Retrieval of Trademark Images Description: The research paper Retrieval of Trademark Images comments on retrieval of trademark images based on shape. The research paper talks about the need to have shape feature that is able to capture the human perceptual similarity in a better way.
A trademark image retrieval (TIR) system is proposed in this work to deal with the vast number of trademark images in the trademark registration system. The proposed approach commences with the extraction of edges using the Canny edge detector, performs a shape normalization procedure, and then extracts the global and local Size: KB.
We propose a new shape-based, query-by-example, image database retrieval method that is able to match a query image to one of the images in the database, based on a whole or partial match.
The proposed method has two key components: the architecture of the retrieval and the features used. Both play a role in the overall retrieval by: Content-based image retrieval CBIR makes use of image features, such as color, texture or shape, to index images with minimal human intervention.
Content-based image retrieval can.
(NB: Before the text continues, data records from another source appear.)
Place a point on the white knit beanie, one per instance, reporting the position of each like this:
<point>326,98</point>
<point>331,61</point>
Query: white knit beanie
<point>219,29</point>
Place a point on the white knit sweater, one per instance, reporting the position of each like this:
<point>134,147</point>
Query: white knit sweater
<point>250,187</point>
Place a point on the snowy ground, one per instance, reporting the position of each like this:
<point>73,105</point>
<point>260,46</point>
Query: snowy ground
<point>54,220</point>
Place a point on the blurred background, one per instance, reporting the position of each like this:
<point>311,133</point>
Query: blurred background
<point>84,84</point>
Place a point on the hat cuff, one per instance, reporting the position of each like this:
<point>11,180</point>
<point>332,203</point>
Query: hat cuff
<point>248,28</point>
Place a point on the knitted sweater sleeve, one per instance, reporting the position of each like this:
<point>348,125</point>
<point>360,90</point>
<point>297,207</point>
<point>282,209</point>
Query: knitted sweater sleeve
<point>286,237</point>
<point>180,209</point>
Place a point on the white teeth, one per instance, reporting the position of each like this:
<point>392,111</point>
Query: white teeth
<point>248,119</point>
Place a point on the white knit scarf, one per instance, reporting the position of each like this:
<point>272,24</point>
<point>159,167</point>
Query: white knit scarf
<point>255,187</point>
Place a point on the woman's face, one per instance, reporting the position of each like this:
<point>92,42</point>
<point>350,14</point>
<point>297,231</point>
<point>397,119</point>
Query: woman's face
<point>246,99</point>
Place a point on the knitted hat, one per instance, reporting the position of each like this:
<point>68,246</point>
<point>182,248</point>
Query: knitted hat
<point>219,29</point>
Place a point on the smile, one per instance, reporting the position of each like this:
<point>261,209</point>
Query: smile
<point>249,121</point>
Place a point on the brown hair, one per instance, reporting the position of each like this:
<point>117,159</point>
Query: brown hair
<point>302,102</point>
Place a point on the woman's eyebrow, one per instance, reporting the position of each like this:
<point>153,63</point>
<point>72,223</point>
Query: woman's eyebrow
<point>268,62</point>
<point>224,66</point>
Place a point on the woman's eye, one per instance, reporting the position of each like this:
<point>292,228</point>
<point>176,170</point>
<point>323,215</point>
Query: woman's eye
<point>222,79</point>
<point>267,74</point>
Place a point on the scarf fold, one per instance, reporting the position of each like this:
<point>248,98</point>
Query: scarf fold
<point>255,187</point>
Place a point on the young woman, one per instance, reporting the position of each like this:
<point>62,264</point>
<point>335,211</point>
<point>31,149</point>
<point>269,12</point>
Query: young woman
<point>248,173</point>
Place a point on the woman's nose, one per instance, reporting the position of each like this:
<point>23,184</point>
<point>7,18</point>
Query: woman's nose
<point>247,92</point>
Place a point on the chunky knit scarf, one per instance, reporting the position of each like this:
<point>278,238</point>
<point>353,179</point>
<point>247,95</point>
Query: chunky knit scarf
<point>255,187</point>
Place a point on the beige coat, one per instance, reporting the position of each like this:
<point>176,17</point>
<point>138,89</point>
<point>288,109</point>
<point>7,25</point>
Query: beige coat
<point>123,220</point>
A trademark image retrieval (TIR) system is proposed in this work to deal with the vast number of trademark images in the trademark registration system.
The proposed approach commences with the extraction of edges using the Canny edge detector, performs a shape normalisation procedure, and then.
TRADEMARK RETRIEVAL Since last 15 years, there are many techniques developed which are widely accepted for the trademark image retrieval systems Trademark, STAR, ARTISAN are three of the most prominent trademark image retrieval systems.
In. The proposed retrieval technique is tested using the standard MPEG-7 shape database of images and the MPEG-7 trademark database of images. The results show 5% precision/recall improvement in the case of the MPEG-7 shape database, as well as % Bull's eye score improvement and % NMRR score improvement for the 10 randomly Author: Mohd AnuarFatahiyah, SetchiRossitza, LaiYu-Kun.
A trademark image retrieval (TIR) system is proposed in this work to deal with the vast number of trademark images in the trademark registration system. The proposed approach commences with the extraction of edges using the Canny edge detector, performs a shape normalisation procedure, and then extracts the global and local features.
Experimental results on a database of trademark images show that an integrated color- and shape-based feature representation results in 99% of the images being retrieved within the top two by: Approaches for Image Database Retrieval Based on Color, Texture, and Shape Features: /ch With an ever-increasing use and demand for digital imagery in the areas of medicine, sciences, and engineering, image retrieval is an active research area inAuthor: Kratika Arora, Ashwani Kumar Aggarwal.
At present, the technique of trademark image retrieval based on multi-feature combination of the shape mainly includes single-feature global matching or local matching and multi-feature matching, which is playing a more and more important role in the area of the trademark image retrieval.
In this paper, due to the deficiency described by some single shape-based features Cited by: 2.There are lots of diﬀerent features available that are used in image classiﬁcation and retrieval. The most common ones are color, texture and shape features .
During the last decade the content-based image retrieval (CBIR) systems have gained much popularity in many ﬁelds of industry and research [2,3]. The main.Trademark Image Retrieval: /ch With the rapid increase in the amount of registered trademarks around the world, trademark image retrieval has been developed to deal with a vast amount ofCited by: 1.